А тропка стала шире, и откуда-то слева и снизу выкарабкался на нее краснорожий мужичок-коротышка, распаренный, расхристанный, веселый; глянул шалыми глазками-бесенятами, присел, замотал в восторге простоволосой не по поре, всклоченной головой:

— Бусурман!..

— Ну, будто уж! — тот, который я, добродушен и снисходителен. — Эк глаза-то заквасил, господин вольный новогородец! (Вот оно, — Новгород...).

А мужичок не слушает, веселится, тычет пальцем чуть не в лицо, давится смехом, визжит в хмельном ликовании:

— Бусурман! Праздник престольный, христов, а ты по сию пору не пьян! Бу-сур-ма-а-ан! — Мотает он головой, заливаясь слезами от смеха; толкает вниз, в ту нору, из которой только что вылез сам:

— Иди! Иди, коли не поганый нехристь! Иди, причастись!

Невысокая тяжелая дверь, темная лестница — скрипучая и крутая. И снова дверь. А за ней — гомон и свет. Там жарко, там людно и весело; там чадно горят плошки и каганцы на стенах и на грубых просторных столах вдоль стен; там множество лиц, разных, но в чем-то неуловимо схожих, обернувшихся на визгливый скрип открытой двери; там босоногие девки в холщовых, мокрых от пота рубахах снуют-суетятся между столов, разнося еду и хмельное...

— Здравы будьте, честные господа вольные новогородцы! С рождеством Христовым!

И нестройное многоголосье в ответ:

— Здрав будь и ты!

— С праздником престольным!

— Садись, будь милостив, пей во славу Христову!

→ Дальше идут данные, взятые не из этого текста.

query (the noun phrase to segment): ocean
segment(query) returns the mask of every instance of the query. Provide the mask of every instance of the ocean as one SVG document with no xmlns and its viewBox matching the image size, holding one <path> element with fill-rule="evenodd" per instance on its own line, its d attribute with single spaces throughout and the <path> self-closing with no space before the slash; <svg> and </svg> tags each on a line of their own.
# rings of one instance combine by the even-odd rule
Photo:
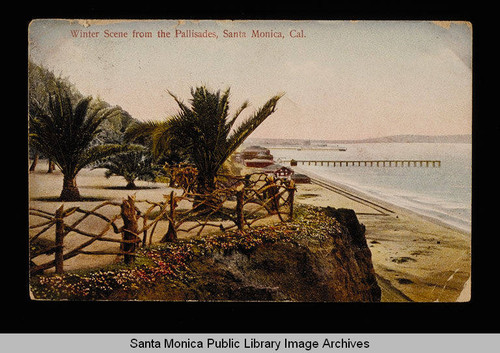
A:
<svg viewBox="0 0 500 353">
<path fill-rule="evenodd" d="M 336 145 L 327 145 L 334 147 Z M 302 165 L 305 171 L 427 217 L 471 231 L 472 145 L 468 143 L 342 144 L 346 151 L 268 147 L 279 160 L 440 160 L 440 167 Z M 287 164 L 288 165 L 288 164 Z M 293 168 L 293 167 L 292 167 Z M 335 205 L 332 205 L 335 206 Z"/>
</svg>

— Эй, хозяин! Девки! Меду ему! Разгонную!

И вот — тяжесть массивного резного ковша ложится на подставленные ладони, и янтарное зеркало ставленого меда отражает темные глаза в сетке ранних морщин, стриженную курчавую бороду, усы, обветренные до трещин губы, и губы надвигаются, дробят отражение, пьют искристые пенящиеся блики под одобрительный рев наблюдающих.

А за одним из столов уже очищено место, уже дымится там глубокая миска крутого мясного варева, и новая чара уже ждет, пенится на столе...

И снова шумит разноликое хмельное общество, гремит раскатистым смехом, от которого дрожат, мечутся огоньки в каганцах, гудит разговорами:

— ...а случись в руках у меня дубина каленная, железом кованная, дык я б его, беса скаредного, от правой ноженьки мимо солнышка да по темечку — хрясь!..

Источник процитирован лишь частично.